Lo que parecía una alianza inquebrantable se desmoronó a principios de este año. Los magnates encabezan los titulares internacionales por su posible extradición hacia cárceles estadounidenses.
Alex Saab: De aliado estratégico a detenido
Alex Saab ocupó el cargo de Ministro de Industrias hasta enero de 2026. Diversas investigaciones señalan al empresario como el cerebro de masivos esquemas de corrupción.
Saab gestionó la importación de alimentos para los Comités Locales de Abastecimiento y Producción (CLAP). El empresario adquirió productos de baja calidad a precios inflados mediante empresas de maletín. Esta acción provocó graves problemas de salud en miles de ciudadanos venezolanos.
Además, investigaciones en EE. UU. vinculan a Saab con el lavado de activos en contratos de viviendas prefabricadas.

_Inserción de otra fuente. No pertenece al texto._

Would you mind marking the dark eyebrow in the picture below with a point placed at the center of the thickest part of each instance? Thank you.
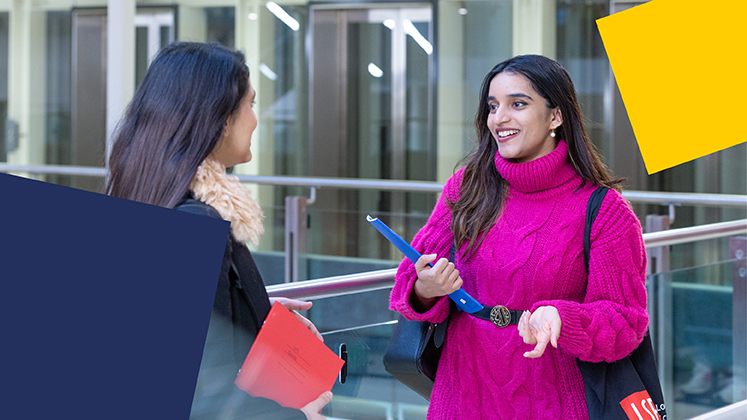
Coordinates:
(520, 95)
(513, 95)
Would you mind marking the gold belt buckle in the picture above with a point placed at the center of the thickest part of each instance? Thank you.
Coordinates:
(500, 315)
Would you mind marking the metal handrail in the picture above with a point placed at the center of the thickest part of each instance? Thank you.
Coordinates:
(736, 411)
(384, 279)
(663, 198)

El gobierno de Delcy Rodríguez evalúa hoy anular su nacionalidad para facilitar una segunda extradición a territorio estadounidense.

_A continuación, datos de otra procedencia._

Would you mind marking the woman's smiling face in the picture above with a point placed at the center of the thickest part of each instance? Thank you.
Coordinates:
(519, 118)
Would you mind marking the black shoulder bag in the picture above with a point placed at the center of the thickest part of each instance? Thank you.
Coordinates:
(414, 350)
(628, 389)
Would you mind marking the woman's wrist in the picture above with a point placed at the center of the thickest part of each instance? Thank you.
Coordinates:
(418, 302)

Raúl Gorrín: El arquitecto de los sobornos
Raúl Gorrín, dueño de Globovisión, enfrenta acusaciones por diseñar una red de sobornos masiva. El empresario pagó millones al extesorero Alejandro Andrade para obtener tasas de cambio preferenciales.
Esta operación ilícita generó ganancias de miles de millones de dólares. Dicha práctica conllevó al colapso económico y al desastre inflacionario de Venezuela. Gorrín financió lujos en Florida mientras la justicia estadounidense lo procesaba por lavado de dinero. Actualmente, las autoridades lo investigan por traición a la patria y corrupción.
Wilmer Ruperti: El último en caer
El SEBIN sumó a Wilmer Ruperti a la lista de detenidos el pasado 19 de marzo. Ruperti ganó la confianza oficial en 2002 tras romper el paro petrolero con sus propios buques.
El empresario hoy enfrenta una auditoría por deudas que superan los 400 millones de dólares con PDVSA. Su empresa, Maroil Trading, mantiene una disputa millonaria por exportaciones de coque de petróleo. El nuevo orden político en Caracas parece prescindir de los viejos intermediarios energéticos.
El ascenso de la estructura de mando de Delcy Rodríguez eliminó el estatus de «intocable». Saab, Gorrín y Ruperti comparten hoy un destino incierto bajo custodia oficial.
¿Enfrentará Alex Saab nuevamente una corte en el estado de Florida? El país espera respuestas sobre el futuro de los imperios mediáticos y financieros de estos hombres.